Escribió Georges Didi-Huberman que cada hallazgo que se hace en un archivo es “como una fisura en la concepción de la historia, una singularidad en principio inclasificable, que el investigador intentará entramar en el tejido de lo ya conocido, para producir, dentro de lo posible, una nueva comprensión histórica del tal acontecimiento”. Pero en una pieza de archivo imaginario como esta, lo que se puede crear es un juego entre la determinación del conocimiento previo que orientó la producción de los documentos ficticios y la nueva manera de conocer el pasado que puede producir la imaginación. Quizás la extraña escena citada es el mayor momento de tensión en ese juego. 

Sin embargo, la opción de las fotos y el sonido ficticios también plantea una pregunta que Mariana Martínez Bonilla se hizo en una nota reciente de Los Experimentos: ...“si el archivo, acaso, se está convirtiendo en un tropo recurrente en el cine experimental contemporáneo para sanear el agotamiento de la visualidad (y, por lo tanto, de la imaginación), pues parece que ese es el único lugar desde donde podemos pensar las tensiones entre el pasado y el presente sin echar a andar otros tipos de re-presentaciones”. 

Otra tensión significativa entre la historia y los fragmentos que componen el argumento se construye en torno al movimiento y la inmovilidad. Son las “fotos” el centro de esta tensión cuando en ellas percibimos con claridad el movimiento detenido. El mejor ejemplo es una en la que vemos una pierna de un personaje que corre, cuyo cuerpo queda oculto tras una columna, junto con un hombre inmóvil, probablemente mendigo, que da la impresión de que se mantiene al margen de lo que sucede fuera de campo y hace correr al otro.
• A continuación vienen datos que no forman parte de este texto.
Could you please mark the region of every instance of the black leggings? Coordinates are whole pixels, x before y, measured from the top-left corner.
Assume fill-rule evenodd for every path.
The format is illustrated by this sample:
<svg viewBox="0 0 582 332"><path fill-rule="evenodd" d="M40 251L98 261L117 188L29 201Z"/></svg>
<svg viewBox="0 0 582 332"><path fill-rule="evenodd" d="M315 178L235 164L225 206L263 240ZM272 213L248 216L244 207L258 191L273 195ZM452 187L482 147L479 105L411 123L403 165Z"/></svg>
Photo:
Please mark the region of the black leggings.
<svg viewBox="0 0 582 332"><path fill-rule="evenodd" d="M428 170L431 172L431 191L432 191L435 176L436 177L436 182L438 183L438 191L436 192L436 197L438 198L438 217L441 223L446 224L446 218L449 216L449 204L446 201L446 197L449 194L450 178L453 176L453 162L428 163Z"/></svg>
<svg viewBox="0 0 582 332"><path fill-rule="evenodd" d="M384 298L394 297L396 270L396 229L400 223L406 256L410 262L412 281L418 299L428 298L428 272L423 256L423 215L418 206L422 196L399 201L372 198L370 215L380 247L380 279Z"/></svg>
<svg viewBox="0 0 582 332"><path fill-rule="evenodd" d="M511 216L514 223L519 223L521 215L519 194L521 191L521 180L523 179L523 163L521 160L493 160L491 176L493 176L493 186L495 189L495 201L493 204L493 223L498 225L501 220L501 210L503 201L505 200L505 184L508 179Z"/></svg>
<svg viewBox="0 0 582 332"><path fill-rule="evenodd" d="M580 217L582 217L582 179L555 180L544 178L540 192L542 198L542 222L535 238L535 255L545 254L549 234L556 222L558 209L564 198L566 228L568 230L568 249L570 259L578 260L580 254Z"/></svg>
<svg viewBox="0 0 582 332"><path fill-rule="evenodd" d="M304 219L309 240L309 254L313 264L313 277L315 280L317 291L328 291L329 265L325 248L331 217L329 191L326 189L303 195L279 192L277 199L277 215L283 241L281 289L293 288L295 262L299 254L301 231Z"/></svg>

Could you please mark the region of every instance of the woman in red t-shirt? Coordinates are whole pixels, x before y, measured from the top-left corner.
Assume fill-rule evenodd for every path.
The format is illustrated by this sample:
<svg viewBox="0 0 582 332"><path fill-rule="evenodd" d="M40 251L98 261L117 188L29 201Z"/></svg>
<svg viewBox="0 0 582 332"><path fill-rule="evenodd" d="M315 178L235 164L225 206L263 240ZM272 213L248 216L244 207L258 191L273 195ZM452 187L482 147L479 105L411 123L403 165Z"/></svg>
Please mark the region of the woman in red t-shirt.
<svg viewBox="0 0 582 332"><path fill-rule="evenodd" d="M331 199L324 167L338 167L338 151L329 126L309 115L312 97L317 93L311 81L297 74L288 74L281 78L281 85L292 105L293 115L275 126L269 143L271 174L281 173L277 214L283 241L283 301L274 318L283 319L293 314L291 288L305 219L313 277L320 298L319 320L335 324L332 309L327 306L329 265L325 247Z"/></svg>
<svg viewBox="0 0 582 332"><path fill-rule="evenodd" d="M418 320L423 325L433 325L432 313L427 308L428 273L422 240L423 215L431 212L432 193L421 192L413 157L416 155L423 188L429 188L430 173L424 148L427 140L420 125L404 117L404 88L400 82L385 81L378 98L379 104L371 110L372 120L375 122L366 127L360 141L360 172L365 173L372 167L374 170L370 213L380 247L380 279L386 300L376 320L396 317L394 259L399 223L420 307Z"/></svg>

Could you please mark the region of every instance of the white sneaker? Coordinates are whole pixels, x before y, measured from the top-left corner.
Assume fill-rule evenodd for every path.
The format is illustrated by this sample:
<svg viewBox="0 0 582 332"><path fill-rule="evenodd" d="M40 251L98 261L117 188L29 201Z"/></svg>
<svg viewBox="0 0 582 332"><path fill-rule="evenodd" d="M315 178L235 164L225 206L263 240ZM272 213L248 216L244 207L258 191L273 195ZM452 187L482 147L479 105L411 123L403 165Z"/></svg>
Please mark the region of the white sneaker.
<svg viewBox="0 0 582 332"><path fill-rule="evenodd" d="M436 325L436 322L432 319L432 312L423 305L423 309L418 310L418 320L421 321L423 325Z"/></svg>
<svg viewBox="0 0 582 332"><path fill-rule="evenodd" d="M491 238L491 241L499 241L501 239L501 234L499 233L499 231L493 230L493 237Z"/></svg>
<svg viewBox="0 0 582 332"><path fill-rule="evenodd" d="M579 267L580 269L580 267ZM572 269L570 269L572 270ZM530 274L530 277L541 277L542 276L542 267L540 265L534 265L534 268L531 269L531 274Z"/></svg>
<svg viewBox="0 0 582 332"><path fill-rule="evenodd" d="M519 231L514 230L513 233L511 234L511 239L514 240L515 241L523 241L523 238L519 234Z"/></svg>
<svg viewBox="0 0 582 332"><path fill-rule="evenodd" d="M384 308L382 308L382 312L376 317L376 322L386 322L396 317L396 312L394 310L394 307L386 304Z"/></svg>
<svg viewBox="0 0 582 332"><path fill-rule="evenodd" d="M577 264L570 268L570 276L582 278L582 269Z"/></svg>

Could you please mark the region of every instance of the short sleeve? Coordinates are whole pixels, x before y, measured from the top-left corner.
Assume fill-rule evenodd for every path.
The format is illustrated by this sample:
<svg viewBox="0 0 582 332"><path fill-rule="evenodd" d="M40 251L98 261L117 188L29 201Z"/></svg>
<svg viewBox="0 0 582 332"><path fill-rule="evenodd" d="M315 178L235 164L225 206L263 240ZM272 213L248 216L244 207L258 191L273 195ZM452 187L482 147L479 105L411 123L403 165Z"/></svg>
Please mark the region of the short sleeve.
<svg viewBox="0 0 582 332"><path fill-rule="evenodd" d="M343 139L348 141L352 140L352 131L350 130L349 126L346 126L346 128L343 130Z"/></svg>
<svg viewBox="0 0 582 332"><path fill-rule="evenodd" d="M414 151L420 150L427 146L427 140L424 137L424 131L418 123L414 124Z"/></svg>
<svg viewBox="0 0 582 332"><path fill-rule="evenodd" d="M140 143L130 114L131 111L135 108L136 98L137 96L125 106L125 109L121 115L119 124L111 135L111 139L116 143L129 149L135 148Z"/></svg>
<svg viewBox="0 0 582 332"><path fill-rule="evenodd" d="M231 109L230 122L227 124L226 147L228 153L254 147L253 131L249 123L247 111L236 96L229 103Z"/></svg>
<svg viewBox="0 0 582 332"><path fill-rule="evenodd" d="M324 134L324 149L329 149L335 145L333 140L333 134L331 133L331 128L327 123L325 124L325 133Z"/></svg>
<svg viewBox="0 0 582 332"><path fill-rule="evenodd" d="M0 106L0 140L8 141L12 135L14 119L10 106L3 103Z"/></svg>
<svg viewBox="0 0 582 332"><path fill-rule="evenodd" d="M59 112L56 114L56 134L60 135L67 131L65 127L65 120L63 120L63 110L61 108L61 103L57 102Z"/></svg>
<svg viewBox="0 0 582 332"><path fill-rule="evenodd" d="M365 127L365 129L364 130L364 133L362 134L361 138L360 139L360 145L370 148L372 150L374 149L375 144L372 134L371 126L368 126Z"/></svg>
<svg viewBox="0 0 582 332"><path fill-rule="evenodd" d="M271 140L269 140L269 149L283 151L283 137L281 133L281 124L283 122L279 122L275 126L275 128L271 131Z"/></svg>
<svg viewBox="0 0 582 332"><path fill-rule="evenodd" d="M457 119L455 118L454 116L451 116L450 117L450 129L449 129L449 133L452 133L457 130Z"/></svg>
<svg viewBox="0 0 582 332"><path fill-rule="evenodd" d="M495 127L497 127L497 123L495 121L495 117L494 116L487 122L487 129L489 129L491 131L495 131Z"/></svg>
Un acierto es que se usó la tecnología digital para producir una reconstrucción verosímil de las fotografías por lo que respecta a su aspecto visual, pero no para simular su deterioro físico por el tiempo. En este contexto hubiera sido evidencia de falsificación, de aspiración a engañar por lo que respecta a su origen remoto. Esto, sin embargo, también hace patente que carecen del ardor de realidad con el que las imágenes pueden reclamar la osadía de acercarse a ellas “y soplar cuidadosamente en la ceniza, de modo tal que la brasa debajo irradie nuevamente su calor, su fulgor, su peligro”, según Didi-Huberman. La detención del instante, patente en imágenes como la citada, quizás tiene un papel análogo aquí por cómo activa la imaginación para darles movimiento. Algo simiár ocurre por lo tocante a la fuga que logra salvar el “archivo”. 

Pero en dos escenas reconocemos como actores a los que interpretan a los obreros y obreras que, vistos desde la perspectiva de quien va a tomarles una foto, dirigen la mirada hacia nosotros. Nos interpelan, no como puede hacerlo el ardor de realidad que atribuimos a un documento, sino con la fuerza de los papeles que están haciendo para nosotros, como en el teatro. Transmiten así la misma impresión a las imágenes para las cuales posaron de modo parecido, las “fotos” de las organizaciones que intervinieron en la huelga. Esta tensión con el vacío de realidad de sus “documentos” resquebraja también esta pieza fragmentaria, porque de algún modo hace sentir que todo en ella es ficción, y que incluso la tensión por el espanto, en la citada escena de los disparos, es de una fábula, aunque cuestione la moraleja.